Whether or not you're on top of the wave of technological innovation that has been washing over healthcare in recent years, a second wave is coming and will hit sooner than expected.
The first wave was all about using technology to understand and improve existing processes. Understanding existing processes requires capturing reality in sufficient detail. Vast amounts of resources have gone into first installing EMRs and then painstakingly feeding them with data. Apps, wearables, smart devices, sensors, patient-reported outcomes and genome sequencing have all spawned new datasets that didn't readily fit into these EMRs. At best they created valuable additional pieces of the reality puzzle but at the same time led to further fragmentation. Efforts to bring the puzzle together by creating standards and frameworks to achieve semantic interoperability are, despite the good intentions, largely fragmented themselves. As a result, existing processes are documented in increasingly large and numerous yet siloed datasets. We're looking at reality through a broken window.
Of course, we wouldn't be human if there hadn't been any efforts to jumpstart improving while others are still capturing. Great examples exist of local Value-Based Healthcare initiatives that remain small in scale despite the hard work of the many people behind these projects. Never before today were there so many healthcare start-ups bringing great point solutions to tackle specific pain points in the care delivery process. Clinical research is awash with "successful" AI and Machine learning projects that hardly break out of the sites where the models were trained.
“More data, trying to knit together more data flows, setting up more dashboards, training more AI models and hunting for more datasets that might unlock the key to better healthcare”
The common thread behind recent initiatives to understand and improve existing healthcare processes is data. Blinded by the promise of finding the answer in data, we've been collecting more data, trying to knit together more data flows, setting up more dashboards, training more AI models and hunting for more datasets that might unlock the key to better healthcare. Taking a macro view, these initiatives haven't succeeded at moving the needle. Healthcare budgets across the globe are still rising without a correlated rise in quality of healthcare. We should stop believing that the answer to better, more efficient healthcare lies in data.

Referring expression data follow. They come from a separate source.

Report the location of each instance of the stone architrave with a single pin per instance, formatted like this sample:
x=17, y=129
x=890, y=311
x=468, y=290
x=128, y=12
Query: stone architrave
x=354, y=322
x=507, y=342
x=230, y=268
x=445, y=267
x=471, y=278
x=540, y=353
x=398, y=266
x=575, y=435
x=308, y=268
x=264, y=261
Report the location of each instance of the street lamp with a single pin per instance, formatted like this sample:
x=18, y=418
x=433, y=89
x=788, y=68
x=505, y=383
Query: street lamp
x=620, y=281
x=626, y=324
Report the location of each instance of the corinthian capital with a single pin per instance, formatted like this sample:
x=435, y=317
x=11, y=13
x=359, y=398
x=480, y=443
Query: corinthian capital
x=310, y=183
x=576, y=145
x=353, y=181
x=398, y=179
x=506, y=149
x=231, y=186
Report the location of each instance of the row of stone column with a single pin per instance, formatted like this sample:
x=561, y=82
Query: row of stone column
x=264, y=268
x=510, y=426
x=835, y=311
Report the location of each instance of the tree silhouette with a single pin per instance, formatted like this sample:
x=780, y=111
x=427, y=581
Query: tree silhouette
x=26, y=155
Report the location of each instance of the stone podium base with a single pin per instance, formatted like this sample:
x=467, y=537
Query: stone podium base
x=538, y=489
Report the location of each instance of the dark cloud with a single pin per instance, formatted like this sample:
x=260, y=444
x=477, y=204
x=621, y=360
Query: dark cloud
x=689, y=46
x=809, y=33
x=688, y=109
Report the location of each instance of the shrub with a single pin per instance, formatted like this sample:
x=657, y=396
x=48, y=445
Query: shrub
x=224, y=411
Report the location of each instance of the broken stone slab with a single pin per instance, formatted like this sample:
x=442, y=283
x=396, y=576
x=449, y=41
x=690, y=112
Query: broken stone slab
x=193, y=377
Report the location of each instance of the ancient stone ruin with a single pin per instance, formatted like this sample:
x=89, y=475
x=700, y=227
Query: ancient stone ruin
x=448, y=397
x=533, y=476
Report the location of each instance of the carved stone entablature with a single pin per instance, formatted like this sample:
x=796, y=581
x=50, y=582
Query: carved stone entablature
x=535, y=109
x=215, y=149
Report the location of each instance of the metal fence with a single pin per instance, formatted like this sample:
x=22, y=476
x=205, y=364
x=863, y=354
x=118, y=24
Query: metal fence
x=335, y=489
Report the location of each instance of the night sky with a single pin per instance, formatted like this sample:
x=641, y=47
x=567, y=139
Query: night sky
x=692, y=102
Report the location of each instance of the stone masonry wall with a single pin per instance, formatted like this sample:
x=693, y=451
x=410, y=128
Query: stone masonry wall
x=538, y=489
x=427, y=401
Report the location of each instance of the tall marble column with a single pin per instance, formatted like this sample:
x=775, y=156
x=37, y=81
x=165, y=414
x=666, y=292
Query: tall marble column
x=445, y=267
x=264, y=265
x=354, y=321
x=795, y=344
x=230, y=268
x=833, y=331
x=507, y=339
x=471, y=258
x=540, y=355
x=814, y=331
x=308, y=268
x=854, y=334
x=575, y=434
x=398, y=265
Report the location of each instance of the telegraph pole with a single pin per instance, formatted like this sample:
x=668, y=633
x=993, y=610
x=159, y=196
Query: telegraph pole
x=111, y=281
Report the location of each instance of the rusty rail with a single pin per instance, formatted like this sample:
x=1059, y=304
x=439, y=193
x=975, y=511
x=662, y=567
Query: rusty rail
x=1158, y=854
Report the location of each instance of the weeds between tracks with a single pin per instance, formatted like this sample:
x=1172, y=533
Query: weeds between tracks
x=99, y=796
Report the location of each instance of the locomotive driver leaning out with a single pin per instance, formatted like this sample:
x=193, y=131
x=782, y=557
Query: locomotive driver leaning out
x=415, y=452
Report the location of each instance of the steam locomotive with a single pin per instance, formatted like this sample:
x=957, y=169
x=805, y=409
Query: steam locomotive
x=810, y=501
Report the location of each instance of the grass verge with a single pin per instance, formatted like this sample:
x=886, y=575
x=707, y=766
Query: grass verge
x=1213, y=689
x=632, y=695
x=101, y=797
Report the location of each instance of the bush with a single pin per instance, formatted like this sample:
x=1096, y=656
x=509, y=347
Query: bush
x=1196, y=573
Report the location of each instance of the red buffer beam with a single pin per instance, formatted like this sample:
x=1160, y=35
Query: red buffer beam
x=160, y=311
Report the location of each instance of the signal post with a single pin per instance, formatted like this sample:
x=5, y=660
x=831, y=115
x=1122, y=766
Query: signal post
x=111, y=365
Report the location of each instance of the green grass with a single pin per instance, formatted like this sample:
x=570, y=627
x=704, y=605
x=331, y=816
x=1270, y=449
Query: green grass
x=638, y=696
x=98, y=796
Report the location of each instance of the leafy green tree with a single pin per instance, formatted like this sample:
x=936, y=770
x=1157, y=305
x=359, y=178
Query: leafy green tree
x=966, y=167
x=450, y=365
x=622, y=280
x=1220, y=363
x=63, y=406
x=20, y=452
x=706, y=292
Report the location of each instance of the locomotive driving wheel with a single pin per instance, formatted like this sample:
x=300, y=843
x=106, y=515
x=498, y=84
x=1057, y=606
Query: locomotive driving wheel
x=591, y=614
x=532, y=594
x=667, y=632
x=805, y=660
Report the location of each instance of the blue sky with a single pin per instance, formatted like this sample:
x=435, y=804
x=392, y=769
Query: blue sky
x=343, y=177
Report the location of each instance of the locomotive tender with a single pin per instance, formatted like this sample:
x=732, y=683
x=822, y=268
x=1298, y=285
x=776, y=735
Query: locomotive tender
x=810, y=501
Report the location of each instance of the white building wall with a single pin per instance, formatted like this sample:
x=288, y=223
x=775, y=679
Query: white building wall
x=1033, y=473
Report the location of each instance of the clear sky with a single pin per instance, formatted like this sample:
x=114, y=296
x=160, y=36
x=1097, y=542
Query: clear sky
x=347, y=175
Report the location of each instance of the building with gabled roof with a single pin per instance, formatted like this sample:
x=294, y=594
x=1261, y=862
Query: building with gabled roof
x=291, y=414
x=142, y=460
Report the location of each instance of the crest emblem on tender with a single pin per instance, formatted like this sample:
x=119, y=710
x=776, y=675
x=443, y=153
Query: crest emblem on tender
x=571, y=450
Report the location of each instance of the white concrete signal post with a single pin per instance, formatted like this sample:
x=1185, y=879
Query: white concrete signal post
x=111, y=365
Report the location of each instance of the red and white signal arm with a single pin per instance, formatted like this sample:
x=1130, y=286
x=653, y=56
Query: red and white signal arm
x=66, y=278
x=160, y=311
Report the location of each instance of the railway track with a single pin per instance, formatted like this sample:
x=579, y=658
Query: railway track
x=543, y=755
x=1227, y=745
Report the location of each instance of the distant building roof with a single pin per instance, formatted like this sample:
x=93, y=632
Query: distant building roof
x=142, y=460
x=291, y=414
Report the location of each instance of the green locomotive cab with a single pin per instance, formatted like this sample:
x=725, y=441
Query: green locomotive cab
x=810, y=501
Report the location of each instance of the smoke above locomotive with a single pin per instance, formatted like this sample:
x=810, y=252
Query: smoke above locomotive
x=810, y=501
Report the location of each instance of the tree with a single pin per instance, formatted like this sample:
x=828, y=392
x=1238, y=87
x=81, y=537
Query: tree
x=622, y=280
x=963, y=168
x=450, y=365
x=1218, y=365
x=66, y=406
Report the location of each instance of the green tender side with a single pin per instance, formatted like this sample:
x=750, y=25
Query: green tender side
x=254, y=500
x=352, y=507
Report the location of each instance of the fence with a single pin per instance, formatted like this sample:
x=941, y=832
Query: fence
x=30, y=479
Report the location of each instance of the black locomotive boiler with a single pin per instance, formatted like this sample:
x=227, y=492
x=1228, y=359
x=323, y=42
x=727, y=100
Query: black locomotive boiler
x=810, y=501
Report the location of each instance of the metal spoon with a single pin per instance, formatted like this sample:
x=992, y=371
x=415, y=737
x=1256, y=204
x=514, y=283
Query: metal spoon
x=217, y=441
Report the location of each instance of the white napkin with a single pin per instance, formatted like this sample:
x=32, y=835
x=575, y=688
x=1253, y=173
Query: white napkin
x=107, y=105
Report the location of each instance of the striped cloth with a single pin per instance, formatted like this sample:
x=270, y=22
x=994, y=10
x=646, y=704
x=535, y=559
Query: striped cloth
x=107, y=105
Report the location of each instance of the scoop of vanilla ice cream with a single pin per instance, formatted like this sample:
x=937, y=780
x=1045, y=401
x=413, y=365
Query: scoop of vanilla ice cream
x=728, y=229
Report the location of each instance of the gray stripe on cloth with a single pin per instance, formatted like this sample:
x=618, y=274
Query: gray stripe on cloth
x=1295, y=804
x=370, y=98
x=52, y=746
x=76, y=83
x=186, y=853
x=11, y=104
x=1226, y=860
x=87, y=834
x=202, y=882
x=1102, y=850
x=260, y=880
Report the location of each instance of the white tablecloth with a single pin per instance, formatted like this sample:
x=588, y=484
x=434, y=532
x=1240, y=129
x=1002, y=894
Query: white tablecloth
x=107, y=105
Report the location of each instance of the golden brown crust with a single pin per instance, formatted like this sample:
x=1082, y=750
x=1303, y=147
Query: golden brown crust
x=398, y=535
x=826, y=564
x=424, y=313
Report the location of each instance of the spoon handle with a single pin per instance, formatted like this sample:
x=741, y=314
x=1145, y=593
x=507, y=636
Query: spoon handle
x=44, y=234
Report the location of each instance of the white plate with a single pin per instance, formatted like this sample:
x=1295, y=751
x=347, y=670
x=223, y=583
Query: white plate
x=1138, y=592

This is where the second wave comes in. Where the first was about improving, the second wave is about radically changing processes. Let's take a step back and illustrate with an example from a different sector - imitatio et aemulatio. Until the '90s, software was developed following "heavyweight" processes. First, there were the planners. Then came the analysts. Then the software developers,and finally the testers. This mainly siloed approach of experts working in their bubble (does it ring a bell?) was supported by long preparations, waterfall project management and big, infrequent releases. Too often the result was software over budget, released after the deadline and failing to answer evolved customer needs since these were expressed way back at the beginning of the project.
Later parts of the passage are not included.